Hello, dear friend, you can consult us at any time if you have any questions, add WeChat: daixieit

COMP5423 NATURAL LANGUAGE PROCESSING

Group Project Instruction (Draft1)

Topic: Machine Reading Comprehension

Group Size: 4-5 Students per Group

Due Date: April 16, 2023 (Sunday, 23:59)

Objectives:

Over past decades, there has been a growing interest in making the machine understand human  languages.  And  recently,  great  progress  has  been  made  in  machine  reading comprehension (MRC). From a certain perspective, the recent tasks entitled MRC can also be seen as the extended tasks of question answering (QA). The fast development of the MRC field is driven by various large and realistic datasets released in recent years. Each dataset is usually composed of documents and questions for testing the document understanding ability. The answers for the raised questions can be obtained through seeking from the given documents and even from the external knowledge bases.

Extractive QA vs Abstractive QA vs Multiple-Choice QA:

According to the formats of answers, MRC datasets can be classified into three types, namely datasets with extractive answers, with abstractive answers, and with multiple-choice answers. In this project, we focus on the first one. Generally, this kind of questions can extensively  examine  one’s  reasoning  skills,  including  simple pattern  recognition,  clausal inference and multiple sentence reasoning, of a given passage.

Conventional Features vs Vector Representations vs Deep Neural Networks:

According  to  implementation  approaches,  QA  systems  can  also  be  classified  into conventional feature based, vector representation based, and deep neural network based. (1) The simplest way is to extract indicative features from both documents and questions based on syntax, frame semantics, co-reference. These conventional features are then combined into a classifier to produce the final decision. (2) Another way is to select the option answers based on vector representations, e.g., pre-trained word embeddings. (3) With the development of deep neural networks, the attention-based architecture becomes a widely adopted learning paradigm. This paradigm allows an end-to-end way to learn representations and then select the answers based on the learned representations and attention scores.

SQuAD:

The famous SQuAD dataset is used to evaluate the performance ofyour projects. Stanford Question Answering Dataset  (SQuAD) is  a reading comprehension dataset, consisting of questions posed by crowd-workers on a set of Wikipedia articles, where the answer to every question is a segment of text, or span, from the corresponding reading passage, or the question might be unanswerable. SQuAD 1.1 is the previous version of the SQuAD dataset, contains 100,000+ question-answer pairs on 500+ articles. SQuAD 2.0 combines the 100,000 questions in  SQuAD  1.1 with over 50,000 unanswerable questions written adversarially by crowd- workers to look similar to answerable ones. To do well on SQuAD 2.0, systems must not only answer questions, when possible, but also determine when no answer is supported by the paragraph and abstain from answering.

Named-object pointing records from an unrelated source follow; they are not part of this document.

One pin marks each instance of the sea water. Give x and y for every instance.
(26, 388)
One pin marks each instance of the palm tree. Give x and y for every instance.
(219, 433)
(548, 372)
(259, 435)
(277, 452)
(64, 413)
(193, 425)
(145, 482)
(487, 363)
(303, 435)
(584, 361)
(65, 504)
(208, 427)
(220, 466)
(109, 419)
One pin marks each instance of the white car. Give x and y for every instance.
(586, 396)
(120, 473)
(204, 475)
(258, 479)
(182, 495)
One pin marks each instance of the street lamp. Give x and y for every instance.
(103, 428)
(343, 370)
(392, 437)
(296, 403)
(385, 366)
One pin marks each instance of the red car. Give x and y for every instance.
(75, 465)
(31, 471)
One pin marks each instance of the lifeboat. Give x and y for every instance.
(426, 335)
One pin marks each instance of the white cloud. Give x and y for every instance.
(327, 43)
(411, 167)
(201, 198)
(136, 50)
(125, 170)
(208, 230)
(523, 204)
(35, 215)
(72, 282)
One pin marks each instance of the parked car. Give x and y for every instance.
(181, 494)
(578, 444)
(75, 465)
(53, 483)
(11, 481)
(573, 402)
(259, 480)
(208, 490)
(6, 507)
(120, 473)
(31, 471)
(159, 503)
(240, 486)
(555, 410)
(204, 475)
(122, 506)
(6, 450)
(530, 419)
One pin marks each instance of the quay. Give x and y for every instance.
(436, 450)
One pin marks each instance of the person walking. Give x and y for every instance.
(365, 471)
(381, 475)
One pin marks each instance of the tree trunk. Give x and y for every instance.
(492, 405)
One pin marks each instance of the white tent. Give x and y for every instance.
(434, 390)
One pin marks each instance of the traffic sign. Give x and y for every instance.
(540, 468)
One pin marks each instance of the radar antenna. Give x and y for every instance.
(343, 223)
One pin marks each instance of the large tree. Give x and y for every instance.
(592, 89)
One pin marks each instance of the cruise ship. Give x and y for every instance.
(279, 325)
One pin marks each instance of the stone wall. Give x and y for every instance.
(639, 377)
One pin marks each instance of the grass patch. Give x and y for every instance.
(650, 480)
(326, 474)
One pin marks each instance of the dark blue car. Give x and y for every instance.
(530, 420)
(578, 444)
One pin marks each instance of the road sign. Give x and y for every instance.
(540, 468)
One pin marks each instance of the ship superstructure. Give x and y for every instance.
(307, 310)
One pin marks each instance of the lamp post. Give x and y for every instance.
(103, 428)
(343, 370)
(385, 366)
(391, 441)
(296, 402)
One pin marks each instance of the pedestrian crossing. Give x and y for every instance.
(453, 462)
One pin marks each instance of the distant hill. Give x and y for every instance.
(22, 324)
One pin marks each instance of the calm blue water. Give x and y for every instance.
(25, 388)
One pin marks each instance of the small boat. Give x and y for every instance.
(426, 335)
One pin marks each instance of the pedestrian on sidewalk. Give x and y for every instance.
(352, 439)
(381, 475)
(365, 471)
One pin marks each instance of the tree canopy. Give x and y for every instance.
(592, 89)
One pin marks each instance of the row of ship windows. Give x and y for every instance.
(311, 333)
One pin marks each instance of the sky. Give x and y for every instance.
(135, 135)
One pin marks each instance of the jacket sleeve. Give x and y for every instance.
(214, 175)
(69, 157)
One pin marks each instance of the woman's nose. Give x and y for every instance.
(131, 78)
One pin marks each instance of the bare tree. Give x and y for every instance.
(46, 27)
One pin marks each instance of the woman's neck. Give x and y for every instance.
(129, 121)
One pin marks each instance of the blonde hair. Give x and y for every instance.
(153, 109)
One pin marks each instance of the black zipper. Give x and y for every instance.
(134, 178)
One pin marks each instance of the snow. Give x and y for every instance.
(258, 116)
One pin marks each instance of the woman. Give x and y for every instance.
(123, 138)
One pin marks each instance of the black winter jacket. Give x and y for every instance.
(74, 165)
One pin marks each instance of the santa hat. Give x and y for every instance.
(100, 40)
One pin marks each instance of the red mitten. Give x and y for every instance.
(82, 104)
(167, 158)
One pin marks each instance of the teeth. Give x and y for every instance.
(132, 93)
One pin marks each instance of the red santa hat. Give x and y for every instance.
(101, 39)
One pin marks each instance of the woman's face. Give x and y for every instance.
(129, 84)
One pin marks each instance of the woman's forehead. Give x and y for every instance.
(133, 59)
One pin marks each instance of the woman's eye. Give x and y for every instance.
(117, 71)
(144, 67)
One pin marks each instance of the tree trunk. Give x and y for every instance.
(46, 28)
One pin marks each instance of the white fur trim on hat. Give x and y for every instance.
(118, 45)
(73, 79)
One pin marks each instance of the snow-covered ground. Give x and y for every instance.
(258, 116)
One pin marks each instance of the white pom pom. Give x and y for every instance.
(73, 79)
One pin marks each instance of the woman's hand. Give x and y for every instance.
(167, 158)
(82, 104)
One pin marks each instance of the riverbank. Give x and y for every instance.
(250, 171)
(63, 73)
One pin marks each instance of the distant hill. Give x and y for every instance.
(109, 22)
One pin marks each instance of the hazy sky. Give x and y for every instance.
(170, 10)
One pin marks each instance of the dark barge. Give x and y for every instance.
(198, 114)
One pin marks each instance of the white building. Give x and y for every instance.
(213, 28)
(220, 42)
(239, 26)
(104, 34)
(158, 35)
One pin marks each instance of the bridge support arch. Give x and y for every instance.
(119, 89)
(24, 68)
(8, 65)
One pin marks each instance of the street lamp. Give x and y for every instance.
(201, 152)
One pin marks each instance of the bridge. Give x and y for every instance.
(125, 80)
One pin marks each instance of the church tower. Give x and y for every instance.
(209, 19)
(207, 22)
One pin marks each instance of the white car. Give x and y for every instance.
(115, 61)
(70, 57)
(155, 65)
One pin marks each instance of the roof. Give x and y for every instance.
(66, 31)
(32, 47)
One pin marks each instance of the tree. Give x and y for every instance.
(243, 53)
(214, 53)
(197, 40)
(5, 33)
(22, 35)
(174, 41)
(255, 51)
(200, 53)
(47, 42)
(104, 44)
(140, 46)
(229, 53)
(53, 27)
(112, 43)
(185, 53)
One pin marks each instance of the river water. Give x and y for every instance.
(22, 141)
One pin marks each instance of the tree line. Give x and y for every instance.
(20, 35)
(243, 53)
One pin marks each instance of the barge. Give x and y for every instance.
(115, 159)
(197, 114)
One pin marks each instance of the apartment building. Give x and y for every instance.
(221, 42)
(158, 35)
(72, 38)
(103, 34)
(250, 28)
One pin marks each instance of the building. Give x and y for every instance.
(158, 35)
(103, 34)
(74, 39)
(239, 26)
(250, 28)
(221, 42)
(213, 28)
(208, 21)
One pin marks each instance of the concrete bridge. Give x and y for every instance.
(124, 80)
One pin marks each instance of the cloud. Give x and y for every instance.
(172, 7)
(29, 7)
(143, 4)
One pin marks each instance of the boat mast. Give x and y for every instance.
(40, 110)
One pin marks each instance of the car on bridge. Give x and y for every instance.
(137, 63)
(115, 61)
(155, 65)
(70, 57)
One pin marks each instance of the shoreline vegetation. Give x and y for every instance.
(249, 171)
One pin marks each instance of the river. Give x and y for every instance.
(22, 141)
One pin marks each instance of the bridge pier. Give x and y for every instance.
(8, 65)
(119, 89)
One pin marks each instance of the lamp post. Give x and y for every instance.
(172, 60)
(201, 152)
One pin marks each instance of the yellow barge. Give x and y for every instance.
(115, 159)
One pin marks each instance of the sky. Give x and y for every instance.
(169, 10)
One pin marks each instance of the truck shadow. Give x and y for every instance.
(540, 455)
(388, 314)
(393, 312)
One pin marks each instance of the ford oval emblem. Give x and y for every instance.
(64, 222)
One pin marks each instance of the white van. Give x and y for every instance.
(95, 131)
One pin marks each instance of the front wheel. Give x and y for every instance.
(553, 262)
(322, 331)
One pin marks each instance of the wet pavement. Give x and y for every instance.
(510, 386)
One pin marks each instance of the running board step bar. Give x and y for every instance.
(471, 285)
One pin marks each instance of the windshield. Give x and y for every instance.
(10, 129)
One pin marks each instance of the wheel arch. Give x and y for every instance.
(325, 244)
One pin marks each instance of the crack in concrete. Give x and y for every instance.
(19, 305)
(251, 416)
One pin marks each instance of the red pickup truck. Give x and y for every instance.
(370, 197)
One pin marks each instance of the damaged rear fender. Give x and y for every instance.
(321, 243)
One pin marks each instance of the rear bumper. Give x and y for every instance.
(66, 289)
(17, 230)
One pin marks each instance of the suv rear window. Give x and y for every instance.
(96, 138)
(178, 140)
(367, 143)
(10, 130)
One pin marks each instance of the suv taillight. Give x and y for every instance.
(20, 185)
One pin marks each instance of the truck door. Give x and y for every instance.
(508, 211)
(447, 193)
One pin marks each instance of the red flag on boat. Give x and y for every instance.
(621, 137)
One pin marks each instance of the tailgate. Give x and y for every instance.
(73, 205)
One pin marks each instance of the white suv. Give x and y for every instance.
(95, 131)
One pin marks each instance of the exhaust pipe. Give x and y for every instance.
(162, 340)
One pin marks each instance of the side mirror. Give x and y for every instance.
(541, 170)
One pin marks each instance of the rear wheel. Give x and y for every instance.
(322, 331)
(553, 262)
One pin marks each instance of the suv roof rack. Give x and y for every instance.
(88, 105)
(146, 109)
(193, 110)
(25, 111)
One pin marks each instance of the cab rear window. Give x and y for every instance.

Since SQuAD 2.0 contains the data from SQuAD 1. 1, we only use the SQuAD 2.0 for evaluation. It is worth mentioning that users need to upload their results to evaluate online. For the dev set, users can upload their results to the official website and then the performance scores are calculated automatically. For the test set, users need to email the organizers. To avoid extra burden for the organizers, you only need to evaluate your models on the dev set and obtain the corresponding scores automatically calculated via the official website.

 

Figure 1: An example of evaluation scores automatically calculated via the official website.

You can find more details and download the dataset at

https://rajpurkar.github.io/SQuAD-explorer/.

Evaluation tutorial:

https://worksheets.codalab.org/worksheets/0x8212d84ca41c4150b555a075b19ccc05/

Project Requirements:

You are required to develop a machine reading comprehension system to extract an answer span to a given question.

Input: a document, and a question (query)

Output: an answer (a text span in the document)

Basic Requirements

1.   Your  system  supports basic word matching techniques using at least conventional features.

2.   Your system selects an answer based on well-encapsulated feature extractors, named entity taggers, and/or classifiers provided by existing tools (e.g., nltk, gensim, etc.).

Advanced Requirements

1.   Your system extracts an answer based on vector representations, e.g., pretrained word embeddings.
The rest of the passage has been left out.